Engine of Hell parle de perte et de deuil, comme l’album fraîchement sorti de Mastodon, un autre bijou qui prend au cœur et aux tripes. Comme s’il avait été enregistré d’une traite, en une prise, sans filet, il cultive ses imperfections, sa fragilité et son authenticité. En somme, son humanité. On entend les doigts glisser sur le manche de son instrument pour exécuter des partitions minimalistes, mais qui palpitent, et la respiration de la chanteuse emplit l’espace. De cette sincérité se dégage une poésie d’une puissance universelle : la force qu’on acquiert dans la résilience, face à l’impossibilité de caresser le bonheur. Ce n’est pas un hasard si la même année, Emma Ruth Rundle a formé un duo poignant avec Chelsea Wolfe pour une chanson au titre évocateur : « Anhedonia ». Même la ballade la plus nerveuse, toutes proportions gardées, « Citadel », sur laquelle Emma Ruth Rundle attaque avec davantage d’énergie les cordes, se gorge d’une digne tristesse. Typiquement le genre de chanson qui accompagnerait idéalement notre solitude face aux turpitudes de la vie. Sans sombrer dans le pathos, vent debout, elle nous aide à poser un regard altier sur les obstacles qui se dressent sur notre route. Là repose tout le génie de cet album. Avec peu de moyens, il impose un univers habité par la lumière qu’on extirpe de l’ombre.
3 COMMENTAIRES
8oris le 14/11/2021 à 00:04:39
Juste pour info, l'intéressée a liké le tweet destiné à promouvoir humblement cette superbe chronique aux détails dignes d'une dentellière!

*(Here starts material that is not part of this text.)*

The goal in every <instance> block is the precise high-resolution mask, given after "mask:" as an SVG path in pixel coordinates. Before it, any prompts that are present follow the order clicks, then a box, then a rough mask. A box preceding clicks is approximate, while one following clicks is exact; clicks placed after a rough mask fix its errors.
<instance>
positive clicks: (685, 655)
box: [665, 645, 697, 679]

Pingouins le 14/11/2021 à 15:33:53
Et bien je crois que c'est ce que je préfère de tout ce que j'ai pu entendre d'elle. Le côté minimaliste et épuré laisse passer une sincérité émotionnelle et une fragilité assumée qui sont très touchantes et mélancoliques. Mais sans en faire trop, sans surjouer le côté "dark" ou "tristoune" : ça tape souvent dans le mille.
Je le trouve pile-poil adapté à un moment où on regarderait le monde passer sans trop le voir, en se perdant dans l'amertume d'un café noir.
Moland le 15/11/2021 à 07:06:36
8oris tu la suis sur Twitter ? Merci d'avoir lu.
Pingouins, j'aime toute sa discographie, elle propose toujours quelque chose de différent. Ici, elle fait mouche sans en faire des tonnes. Sa sincérité, c'est sa force.